Half of New York’s counties have passed a mark that means they should mask up indoors under federal guidelines – even if they’re fully vaccinated.
Thirty one counties – including all five boroughs of the city – out of 62 in the Empire State now have a substantial or high number of coronavirus transmission, according to the latest data from the Centers for Disease Control and Prevention on Tuesday.
That number is a large leap from Sunday, when 23 counties had substantial or high transmission rates, according to CDC designations.
The CDC issued new guidance on mask wearing last week as cases of the more contagious Delta variant surge across the country.
The CDC has four categories of transmission level – low, moderate, substantial and high based on the amount of new cases per 100,000 of population or a high number of positive tests.
Areas with 50 new cases per 100,000 of population are considered substantial transmission counties and areas with 100 or more new cases per 100,000 are considered high, according to CDC guidelines.

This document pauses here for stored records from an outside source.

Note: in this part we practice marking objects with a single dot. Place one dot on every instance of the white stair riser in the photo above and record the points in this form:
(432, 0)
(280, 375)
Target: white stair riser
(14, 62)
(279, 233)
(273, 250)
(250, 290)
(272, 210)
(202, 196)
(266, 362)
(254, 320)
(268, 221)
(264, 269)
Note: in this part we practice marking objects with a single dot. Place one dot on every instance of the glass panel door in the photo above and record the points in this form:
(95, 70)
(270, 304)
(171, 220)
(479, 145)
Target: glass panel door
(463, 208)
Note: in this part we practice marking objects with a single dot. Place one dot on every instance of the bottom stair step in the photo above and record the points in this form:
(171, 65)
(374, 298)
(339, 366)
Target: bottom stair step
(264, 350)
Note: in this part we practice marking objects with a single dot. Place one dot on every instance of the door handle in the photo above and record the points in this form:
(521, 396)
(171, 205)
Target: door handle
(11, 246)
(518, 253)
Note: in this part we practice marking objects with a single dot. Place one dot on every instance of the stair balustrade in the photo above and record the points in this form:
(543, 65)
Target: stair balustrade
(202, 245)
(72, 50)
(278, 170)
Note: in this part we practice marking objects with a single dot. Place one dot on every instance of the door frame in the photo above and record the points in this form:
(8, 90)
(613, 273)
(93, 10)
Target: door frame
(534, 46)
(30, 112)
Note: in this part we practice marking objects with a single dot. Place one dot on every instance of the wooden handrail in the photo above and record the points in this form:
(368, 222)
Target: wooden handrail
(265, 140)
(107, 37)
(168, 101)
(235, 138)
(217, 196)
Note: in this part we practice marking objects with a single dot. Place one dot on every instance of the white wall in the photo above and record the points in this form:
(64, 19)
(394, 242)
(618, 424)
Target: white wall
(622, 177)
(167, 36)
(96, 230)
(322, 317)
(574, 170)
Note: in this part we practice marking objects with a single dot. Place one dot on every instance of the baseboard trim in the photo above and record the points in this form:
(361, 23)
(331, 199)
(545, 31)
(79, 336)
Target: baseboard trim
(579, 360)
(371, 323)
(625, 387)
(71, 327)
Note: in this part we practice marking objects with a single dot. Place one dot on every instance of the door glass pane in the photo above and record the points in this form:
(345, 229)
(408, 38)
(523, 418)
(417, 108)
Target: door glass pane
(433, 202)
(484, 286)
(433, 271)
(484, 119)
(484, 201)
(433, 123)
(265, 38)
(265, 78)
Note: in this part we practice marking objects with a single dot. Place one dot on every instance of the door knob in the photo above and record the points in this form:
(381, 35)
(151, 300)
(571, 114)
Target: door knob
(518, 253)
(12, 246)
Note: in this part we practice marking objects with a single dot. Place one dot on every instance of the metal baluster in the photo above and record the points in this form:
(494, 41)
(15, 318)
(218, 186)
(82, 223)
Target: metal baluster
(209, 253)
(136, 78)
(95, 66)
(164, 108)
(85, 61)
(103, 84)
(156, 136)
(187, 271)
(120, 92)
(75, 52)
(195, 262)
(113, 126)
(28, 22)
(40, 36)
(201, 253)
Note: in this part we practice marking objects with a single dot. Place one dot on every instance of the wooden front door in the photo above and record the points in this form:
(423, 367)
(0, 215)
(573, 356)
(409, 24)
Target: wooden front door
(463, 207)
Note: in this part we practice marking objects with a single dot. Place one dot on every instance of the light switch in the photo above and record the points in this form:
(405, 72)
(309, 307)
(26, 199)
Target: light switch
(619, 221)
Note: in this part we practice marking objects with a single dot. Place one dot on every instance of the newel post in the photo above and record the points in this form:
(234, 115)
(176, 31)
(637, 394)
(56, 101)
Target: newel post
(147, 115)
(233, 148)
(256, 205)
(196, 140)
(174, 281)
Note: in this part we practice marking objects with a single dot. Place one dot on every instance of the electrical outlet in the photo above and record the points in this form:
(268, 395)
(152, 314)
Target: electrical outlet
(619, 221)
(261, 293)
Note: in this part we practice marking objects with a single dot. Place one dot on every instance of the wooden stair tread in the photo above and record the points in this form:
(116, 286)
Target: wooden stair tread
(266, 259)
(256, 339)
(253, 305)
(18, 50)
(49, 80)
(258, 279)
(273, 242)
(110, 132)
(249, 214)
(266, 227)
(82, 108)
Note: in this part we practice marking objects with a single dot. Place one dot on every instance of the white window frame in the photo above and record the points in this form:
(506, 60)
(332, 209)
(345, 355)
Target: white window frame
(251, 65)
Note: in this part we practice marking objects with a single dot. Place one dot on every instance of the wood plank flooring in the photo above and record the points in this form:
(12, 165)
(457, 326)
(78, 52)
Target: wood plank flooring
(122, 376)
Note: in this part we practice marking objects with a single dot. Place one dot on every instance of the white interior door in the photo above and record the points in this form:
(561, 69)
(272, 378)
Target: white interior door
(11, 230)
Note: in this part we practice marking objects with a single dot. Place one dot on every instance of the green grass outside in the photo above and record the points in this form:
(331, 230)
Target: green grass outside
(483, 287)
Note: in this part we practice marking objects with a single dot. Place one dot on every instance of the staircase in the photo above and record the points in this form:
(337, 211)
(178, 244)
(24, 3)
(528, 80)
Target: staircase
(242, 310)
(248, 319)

CDC numbers show the seven-day average in Manhattan, Staten Island, Brooklyn and Nassau County hitting the “high” standard. The Bronx, Queens, Suffolk County and the northern suburbs, meanwhile, hit the “substantial” mark.
Only Orleans and Yates counties were designated as low transmission in the latest CDC numbers.
City Mayor Bill de Blasio announced Tuesday that New Yorkers will have to show proof of vaccination to enter indoor businesses including restaurants and gyms beginning Sept. 13.
“If you want to participate in society fully, you’ve got to get vaccinated,” de Blasio said of the program, dubbed “Key to NYC Pass.”
Citywide data show the seven-day average of confirmed cases, hospitalizations and deaths increasing when compared to the daily average of the last 28 days.